A Tractable Handoff-aware Rate Outage Approximation with Applications to THz-enabled Vehicular Network Optimization

TL;DR

This paper develops a mathematical model for handoff-aware rate outage in THz vehicular networks, incorporating fading, interference, and molecular absorption, and optimizes traffic flow by adjusting base station density and vehicle speed.

Contribution

It introduces a tractable, closed-form rate outage approximation considering complex THz channel effects and applies it to optimize vehicular network parameters for improved traffic flow.

Findings

Validated the outage model with Monte-Carlo simulations.
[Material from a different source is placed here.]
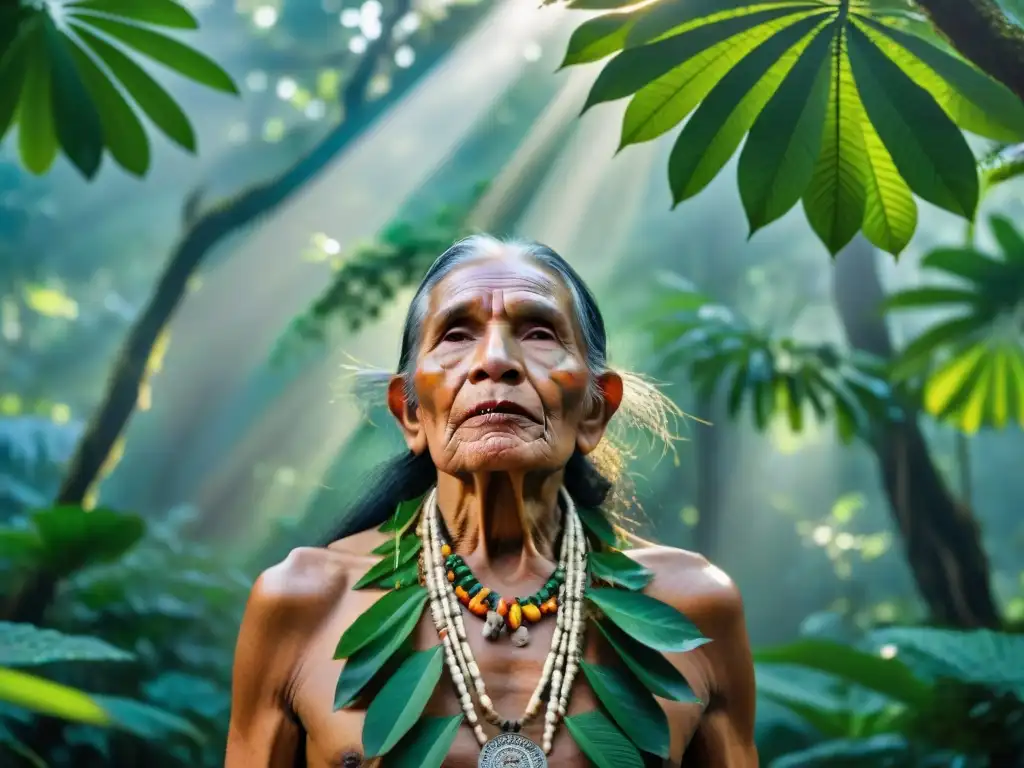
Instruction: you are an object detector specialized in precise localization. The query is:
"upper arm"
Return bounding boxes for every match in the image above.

Identified optimal base station density for minimal outage.

Demonstrated impact of molecular absorption on network performance.

Abstract

In this paper, we first develop a tractable mathematical model of the handoff (HO)-aware rate outage experienced by a typical connected and autonomous vehicle (CAV) in a given THz vehicular network. The derived model captures the impact of line-of-sight (LOS) Nakagami-m fading channels, interference, and molecular absorption effects. We first derive the statistics of the interference-plus-molecular absorption noise ratio and demonstrate that it can be approximated by Gamma distribution using Welch-Satterthwaite approximation. Then, we show that the distribution of signal-to-interference-plus-molecular absorption noise ratio (SINR) follows a generalized Beta prime distribution. Based on this, a closed-form HO-aware rate outage expression is derived. Finally, we formulate and solve a CAVs' traffic flow maximization problem to optimize the base-stations (BSs) density and speed of CAVs with collision avoidance, rate outage, and CAVs' minimum traffic flow constraint. The CAVs' traffic flow is modeled using Log-Normal distribution. Our numerical results validate the accuracy of the derived expressions using Monte-Carlo simulations and discuss useful insights related to optimal BS density and CAVs' speed as a function of crash intensity level, THz molecular absorption effects, minimum road-traffic flow and rate requirements, and maximum speed and rate outage limits.